Experienced developers who’ve already built workflows around Codex probably won’t find much new here. This is onboarding material for the next wave of users — the ones coming in through ChatGPT Teams or ChatGPT Enterprise who aren’t necessarily power users yet. That’s the segment OpenAI is chasing hard right now, and it aligns with the broader workspace agents rollout for ChatGPT Teams.

It’s also useful for managers and tech leads evaluating whether to standardize Codex for their teams. Having structured documentation makes that evaluation easier — you can actually assess the workflow before committing.

How to Get Started With Codex Today

If you’re coming in fresh, here’s the practical sequence the guide recommends:

  1. Access Codex through ChatGPT (available on Plus, Teams, and Enterprise plans). Look for the Codex option in the left sidebar or model selector.
  2. Create a new project and connect your GitHub repository, or upload your codebase files manually for a first test.
  3. Start a thread with a specific, scoped task — not “help me with my code” but a concrete goal with file references and expected output.
  4. Review the agent’s step-by-step plan before it executes. Codex typically presents a task breakdown you can approve or modify.
  5. After execution, review file diffs carefully before merging anything back to your main branch. Treat Codex output like you’d treat a pull request from a new hire — check it before it ships.

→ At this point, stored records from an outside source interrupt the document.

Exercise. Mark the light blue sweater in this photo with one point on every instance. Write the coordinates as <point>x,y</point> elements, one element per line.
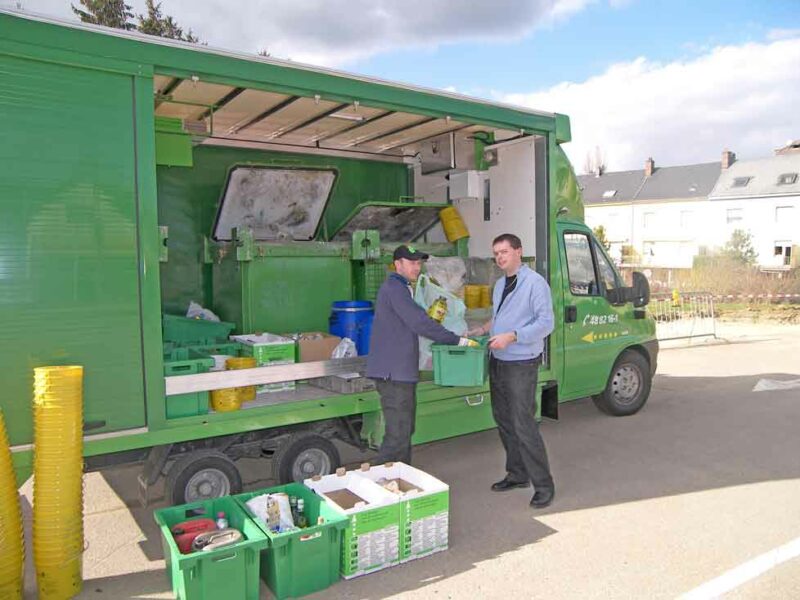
<point>528,310</point>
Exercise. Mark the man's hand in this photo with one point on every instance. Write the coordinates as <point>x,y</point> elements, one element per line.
<point>502,340</point>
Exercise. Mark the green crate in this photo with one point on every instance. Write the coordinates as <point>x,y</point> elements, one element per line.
<point>186,331</point>
<point>230,572</point>
<point>306,561</point>
<point>460,365</point>
<point>195,403</point>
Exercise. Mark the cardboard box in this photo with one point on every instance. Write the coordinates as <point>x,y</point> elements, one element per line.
<point>424,508</point>
<point>269,349</point>
<point>314,345</point>
<point>371,540</point>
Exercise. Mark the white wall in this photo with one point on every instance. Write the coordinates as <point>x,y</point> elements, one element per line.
<point>669,234</point>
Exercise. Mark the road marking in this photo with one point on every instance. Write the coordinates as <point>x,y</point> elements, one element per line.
<point>745,572</point>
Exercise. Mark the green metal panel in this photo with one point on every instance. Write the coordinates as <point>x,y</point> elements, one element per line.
<point>188,201</point>
<point>68,240</point>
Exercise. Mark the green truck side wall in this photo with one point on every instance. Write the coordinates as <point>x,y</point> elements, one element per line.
<point>68,239</point>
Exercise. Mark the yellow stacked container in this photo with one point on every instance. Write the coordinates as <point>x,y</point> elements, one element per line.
<point>11,544</point>
<point>58,480</point>
<point>453,225</point>
<point>246,393</point>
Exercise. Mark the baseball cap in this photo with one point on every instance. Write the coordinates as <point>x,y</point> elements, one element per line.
<point>409,252</point>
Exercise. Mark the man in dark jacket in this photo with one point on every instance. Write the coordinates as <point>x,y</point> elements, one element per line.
<point>393,360</point>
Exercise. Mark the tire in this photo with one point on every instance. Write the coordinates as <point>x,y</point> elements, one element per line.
<point>628,386</point>
<point>303,455</point>
<point>201,475</point>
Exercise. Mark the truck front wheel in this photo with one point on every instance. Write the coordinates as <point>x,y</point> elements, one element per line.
<point>628,386</point>
<point>201,475</point>
<point>303,455</point>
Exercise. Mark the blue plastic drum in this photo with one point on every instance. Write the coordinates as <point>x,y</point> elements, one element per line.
<point>352,319</point>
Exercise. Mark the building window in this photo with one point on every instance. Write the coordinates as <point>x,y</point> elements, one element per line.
<point>784,214</point>
<point>733,216</point>
<point>740,181</point>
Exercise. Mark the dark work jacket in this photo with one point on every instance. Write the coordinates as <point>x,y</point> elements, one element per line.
<point>394,343</point>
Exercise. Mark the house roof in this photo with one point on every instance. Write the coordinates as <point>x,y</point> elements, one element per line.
<point>763,177</point>
<point>666,183</point>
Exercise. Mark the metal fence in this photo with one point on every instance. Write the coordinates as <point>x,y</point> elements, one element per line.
<point>681,315</point>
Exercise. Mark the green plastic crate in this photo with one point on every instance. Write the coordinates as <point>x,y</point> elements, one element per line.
<point>460,365</point>
<point>195,403</point>
<point>306,561</point>
<point>186,331</point>
<point>230,572</point>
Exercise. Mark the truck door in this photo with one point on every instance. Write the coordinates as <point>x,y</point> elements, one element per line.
<point>594,330</point>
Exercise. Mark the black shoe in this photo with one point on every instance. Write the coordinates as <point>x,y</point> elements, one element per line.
<point>543,498</point>
<point>506,484</point>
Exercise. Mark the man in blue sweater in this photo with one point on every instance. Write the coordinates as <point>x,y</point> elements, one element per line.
<point>393,360</point>
<point>522,319</point>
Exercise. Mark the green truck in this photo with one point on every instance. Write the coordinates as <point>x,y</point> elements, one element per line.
<point>140,174</point>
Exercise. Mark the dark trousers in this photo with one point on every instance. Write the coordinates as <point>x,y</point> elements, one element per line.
<point>399,404</point>
<point>513,387</point>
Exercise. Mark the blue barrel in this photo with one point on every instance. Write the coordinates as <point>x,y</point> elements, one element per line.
<point>352,319</point>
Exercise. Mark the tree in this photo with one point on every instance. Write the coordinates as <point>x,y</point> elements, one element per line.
<point>600,235</point>
<point>154,23</point>
<point>740,248</point>
<point>111,13</point>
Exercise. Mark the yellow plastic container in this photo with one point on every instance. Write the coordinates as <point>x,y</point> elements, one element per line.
<point>226,400</point>
<point>246,393</point>
<point>11,541</point>
<point>486,296</point>
<point>58,480</point>
<point>472,296</point>
<point>453,224</point>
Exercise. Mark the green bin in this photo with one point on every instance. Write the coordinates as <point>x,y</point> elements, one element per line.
<point>305,561</point>
<point>229,572</point>
<point>186,331</point>
<point>195,403</point>
<point>460,365</point>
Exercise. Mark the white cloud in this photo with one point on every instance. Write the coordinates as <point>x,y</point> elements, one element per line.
<point>739,97</point>
<point>338,32</point>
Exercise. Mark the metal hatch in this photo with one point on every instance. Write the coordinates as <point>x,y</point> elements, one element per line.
<point>396,221</point>
<point>277,203</point>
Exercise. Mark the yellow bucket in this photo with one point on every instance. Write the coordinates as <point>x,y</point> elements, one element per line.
<point>11,542</point>
<point>454,227</point>
<point>58,480</point>
<point>226,400</point>
<point>486,296</point>
<point>472,296</point>
<point>246,393</point>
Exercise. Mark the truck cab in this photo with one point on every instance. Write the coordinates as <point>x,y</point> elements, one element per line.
<point>163,173</point>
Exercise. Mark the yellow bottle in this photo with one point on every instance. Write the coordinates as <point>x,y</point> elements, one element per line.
<point>438,310</point>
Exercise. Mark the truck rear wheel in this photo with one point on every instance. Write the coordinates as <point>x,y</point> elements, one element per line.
<point>201,475</point>
<point>303,455</point>
<point>628,386</point>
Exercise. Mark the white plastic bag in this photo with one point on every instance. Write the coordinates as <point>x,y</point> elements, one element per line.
<point>425,294</point>
<point>198,312</point>
<point>345,349</point>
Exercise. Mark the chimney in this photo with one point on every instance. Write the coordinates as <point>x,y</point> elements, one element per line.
<point>728,158</point>
<point>649,167</point>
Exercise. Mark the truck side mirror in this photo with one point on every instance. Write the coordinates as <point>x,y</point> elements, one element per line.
<point>640,290</point>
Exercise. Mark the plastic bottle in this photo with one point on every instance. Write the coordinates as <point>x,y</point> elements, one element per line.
<point>302,520</point>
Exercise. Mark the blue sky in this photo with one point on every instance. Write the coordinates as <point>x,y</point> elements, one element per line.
<point>678,81</point>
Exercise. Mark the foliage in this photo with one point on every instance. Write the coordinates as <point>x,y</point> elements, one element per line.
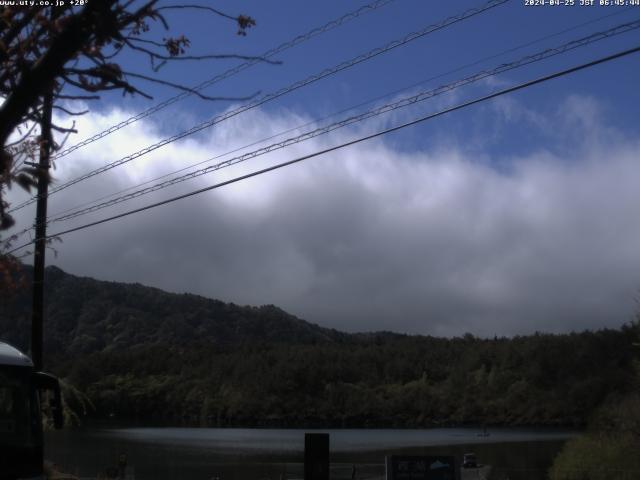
<point>141,354</point>
<point>608,451</point>
<point>71,53</point>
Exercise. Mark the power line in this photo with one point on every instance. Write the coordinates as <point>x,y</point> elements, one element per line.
<point>367,102</point>
<point>272,96</point>
<point>352,142</point>
<point>229,73</point>
<point>404,102</point>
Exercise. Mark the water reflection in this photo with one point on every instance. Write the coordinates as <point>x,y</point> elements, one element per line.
<point>255,454</point>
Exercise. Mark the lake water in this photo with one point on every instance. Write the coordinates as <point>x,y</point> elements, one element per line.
<point>261,454</point>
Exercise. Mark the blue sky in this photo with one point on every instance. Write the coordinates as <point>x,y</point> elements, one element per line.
<point>513,216</point>
<point>488,34</point>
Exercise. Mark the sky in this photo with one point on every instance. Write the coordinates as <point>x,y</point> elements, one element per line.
<point>516,215</point>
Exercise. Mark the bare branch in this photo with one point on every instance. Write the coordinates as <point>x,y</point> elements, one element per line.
<point>198,7</point>
<point>69,112</point>
<point>223,56</point>
<point>187,89</point>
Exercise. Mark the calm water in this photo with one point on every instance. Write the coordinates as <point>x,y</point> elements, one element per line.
<point>261,454</point>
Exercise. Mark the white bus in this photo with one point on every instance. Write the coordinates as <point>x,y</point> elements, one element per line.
<point>20,414</point>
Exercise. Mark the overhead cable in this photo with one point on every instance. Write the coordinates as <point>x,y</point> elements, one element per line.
<point>272,96</point>
<point>460,106</point>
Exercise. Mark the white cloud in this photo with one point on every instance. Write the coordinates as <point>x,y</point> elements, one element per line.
<point>370,238</point>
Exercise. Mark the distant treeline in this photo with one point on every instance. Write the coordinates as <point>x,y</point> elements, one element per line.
<point>140,354</point>
<point>406,382</point>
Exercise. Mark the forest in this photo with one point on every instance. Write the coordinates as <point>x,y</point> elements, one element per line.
<point>134,354</point>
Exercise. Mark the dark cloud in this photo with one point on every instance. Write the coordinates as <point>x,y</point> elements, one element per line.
<point>369,238</point>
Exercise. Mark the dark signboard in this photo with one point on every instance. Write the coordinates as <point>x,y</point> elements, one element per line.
<point>431,467</point>
<point>316,456</point>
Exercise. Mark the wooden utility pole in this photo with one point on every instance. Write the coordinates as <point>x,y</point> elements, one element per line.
<point>37,312</point>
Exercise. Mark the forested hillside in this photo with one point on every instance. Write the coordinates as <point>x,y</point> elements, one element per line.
<point>140,354</point>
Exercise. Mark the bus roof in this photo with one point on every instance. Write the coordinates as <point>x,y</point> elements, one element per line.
<point>12,356</point>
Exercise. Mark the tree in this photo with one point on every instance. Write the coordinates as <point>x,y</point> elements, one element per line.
<point>71,53</point>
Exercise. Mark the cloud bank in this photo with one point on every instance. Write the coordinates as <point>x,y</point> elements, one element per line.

Pricing hasn’t changed with this release — Codex remains part of the ChatGPT Plus subscription at $20/month for individual users, with Teams at $30/user/month and Enterprise on custom pricing. Heavy agentic task usage does draw on compute credits at the higher tiers, so it’s worth reviewing your plan limits if you’re planning to run Codex on large codebases regularly.

Frequently Asked Questions

What exactly is OpenAI Codex in 2026?

The current Codex is an agentic coding tool built into ChatGPT, not the original code-completion model from 2021. It runs multi-step software engineering tasks inside sandboxed environments, with the ability to read and write files, execute terminal commands, and browse documentation autonomously.

Do I need a paid ChatGPT plan to use Codex?

Yes. Codex is available on ChatGPT Plus ($20/month), Teams ($30/user/month), and Enterprise plans. It’s not part of the free tier, primarily because agentic tasks consume significantly more compute than standard chat interactions.

How does Codex compare to GitHub Copilot for day-to-day coding?

They serve different use cases. Copilot is best for inline, real-time code suggestions inside your IDE. Codex is better suited for longer, asynchronous tasks — refactoring a module, writing a test suite, debugging a specific issue — where you want the agent to work through a problem independently rather than assist line by line.

Is the OpenAI Academy guide free to access?

Yes, the Working with Codex guide on OpenAI Academy is publicly accessible without a login. You don’t need a ChatGPT account to read the documentation, though you obviously need one to use the product itself.

OpenAI’s decision to invest in structured education content — rather than just shipping features and hoping users figure it out — signals something about where the company thinks the bottleneck is. It’s not model capability anymore. It’s adoption. Getting the next million developers to build real workflows around Codex requires more than a powerful demo. I wouldn’t be surprised if OpenAI Academy becomes a much bigger part of the strategy as the year goes on.